Rusureofit comments on a Hyper-Preterist blog on the issue of Hymenaeus and Philetus. "If Paul in 1st Thess.4:13 is yet looking for the dead to be raised from Hades at some point in the future around AD 70 then how come in 1st Corinthians 15:16 He says: "For if the dead are not raised, then Christ has not been raised either." Hadn't Christ been raised from Hades at that point yet? If so then the dead in Hades must have also been raised. Hence we have the witnesses to attest to that resurrection in Matthew 27:50-53; "50And when Jesus had cried out again in a loud voice, he gave up his spirit. ; 51At that moment the curtain of the temple was torn in two from top to bottom. The earth shook and the rocks split. 52The tombs broke open and the bodies of many holy people who had died were raised to life. 53They came out of the tombs, and after Jesus' resurrection they went into the holy city and appeared to many people."

If Jesus appeared after his resurrection to prove he had been raised from hades wouldn't the other saints that appeared to many be doing the same thing?

I have read that 1 Corinthians was written after 1 Thessalonians but still years before the temple was destroyed. If the dead were raised in AD 70 then how could Paul say "For if the dead are not raised, then Christ has not been raised either." Isn't this past tense? Or did Paul change his mind from the time he wrote 1 Thessalonians until he wrote 1 Corinthians? Or is he talking about a different resurrection?
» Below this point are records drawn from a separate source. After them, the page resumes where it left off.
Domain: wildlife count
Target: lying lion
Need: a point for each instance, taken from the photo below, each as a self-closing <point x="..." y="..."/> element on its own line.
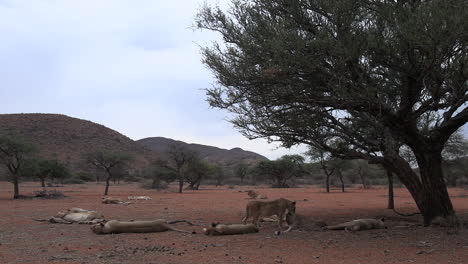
<point x="110" y="200"/>
<point x="217" y="229"/>
<point x="114" y="227"/>
<point x="75" y="215"/>
<point x="139" y="198"/>
<point x="258" y="209"/>
<point x="359" y="224"/>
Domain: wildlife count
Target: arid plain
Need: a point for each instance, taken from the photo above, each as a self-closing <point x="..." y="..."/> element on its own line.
<point x="23" y="240"/>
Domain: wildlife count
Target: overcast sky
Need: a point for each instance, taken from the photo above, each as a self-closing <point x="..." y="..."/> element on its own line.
<point x="133" y="66"/>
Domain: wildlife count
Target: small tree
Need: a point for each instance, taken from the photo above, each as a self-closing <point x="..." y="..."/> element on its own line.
<point x="282" y="170"/>
<point x="241" y="170"/>
<point x="108" y="161"/>
<point x="159" y="172"/>
<point x="13" y="155"/>
<point x="179" y="157"/>
<point x="323" y="157"/>
<point x="44" y="168"/>
<point x="359" y="71"/>
<point x="362" y="167"/>
<point x="195" y="171"/>
<point x="218" y="173"/>
<point x="339" y="165"/>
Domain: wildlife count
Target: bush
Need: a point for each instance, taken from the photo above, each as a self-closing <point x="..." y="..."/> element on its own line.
<point x="85" y="176"/>
<point x="132" y="178"/>
<point x="150" y="185"/>
<point x="49" y="194"/>
<point x="73" y="181"/>
<point x="462" y="182"/>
This one has got me stumped......."

planetpreterist.com/news-5559.html#41155

Hyper-Preterist response to this question Parker "The better translation might be "if the dead are not to be raised, then Christ has not been raised" or "if the dead don't raise, then Christ has not been raised." The NT theology is CLEAR that Jesus was the first to rise out of Hades and that the rest of the dead were to get out of Hades much later (at AD 70)."